In retrospect, the fallout of “Economic Warfare” is already hurting not only companies on both sides of the Pacific, but the rest of nations in the world. Markets have been rattled, and companies have been forced to reshape their operations. The costs of household goods are rising. Meanwhile, American farmers and business owners fear they will lose access to the lucrative Chinese market: a middle class of consumers larger than the entire U.S. population.
Viewed in such overall framework, one thing emerges quite clearly. The fragmentation of the global economic order is taking place and how it will shape its future course is indeterminate as of now. Friends and foes of the U. S. are already seeking paths away from the traditional, dollar-dominated financial system. Even China wants it. So, no early end to the ongoing “Economic Warfare” in the near term is likely. Neither Trump can retract nor China will reconcile to Trump’s demands in the near term context. Meanwhile, the worst sufferers would be developing nations whose economies will be undergo major convulsions with major fall out on domestic political outcomes, particularly India.

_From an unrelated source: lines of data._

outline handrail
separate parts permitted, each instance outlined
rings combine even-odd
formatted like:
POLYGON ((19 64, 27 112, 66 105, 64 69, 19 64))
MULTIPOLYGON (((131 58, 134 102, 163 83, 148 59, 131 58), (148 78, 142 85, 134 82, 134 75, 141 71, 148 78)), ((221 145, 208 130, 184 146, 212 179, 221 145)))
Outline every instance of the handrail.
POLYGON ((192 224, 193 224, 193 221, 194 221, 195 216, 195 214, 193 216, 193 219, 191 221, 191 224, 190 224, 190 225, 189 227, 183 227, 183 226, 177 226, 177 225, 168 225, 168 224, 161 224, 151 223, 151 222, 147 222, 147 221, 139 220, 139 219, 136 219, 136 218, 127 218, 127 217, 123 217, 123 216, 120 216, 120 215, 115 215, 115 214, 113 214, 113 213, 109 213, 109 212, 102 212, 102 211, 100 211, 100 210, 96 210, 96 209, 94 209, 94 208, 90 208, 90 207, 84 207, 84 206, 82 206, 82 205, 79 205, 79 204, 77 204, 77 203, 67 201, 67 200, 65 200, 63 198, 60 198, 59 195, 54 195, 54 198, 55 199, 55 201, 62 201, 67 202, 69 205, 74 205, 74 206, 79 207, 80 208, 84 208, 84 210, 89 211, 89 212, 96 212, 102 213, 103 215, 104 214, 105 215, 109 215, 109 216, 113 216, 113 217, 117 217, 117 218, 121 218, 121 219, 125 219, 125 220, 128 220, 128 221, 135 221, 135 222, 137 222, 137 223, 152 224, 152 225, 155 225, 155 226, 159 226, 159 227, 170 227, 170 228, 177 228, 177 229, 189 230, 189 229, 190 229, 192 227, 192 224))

Caught up in the domestic electoral conundrum, India’s so called economic wizards have very little leeway to chose strategies to overcome the adverse fallout of global “Economic Warfare” except for Reserve Bank of India altering its rates and infusing more money into the domestic market and also keeping a tight control over oil prices at the current levels by lowering taxes at the Central and State levels. Modi and the BJP must ruthlessly enforce austerity. Otherwise, face the wrath of voters at the battle of the ballot box.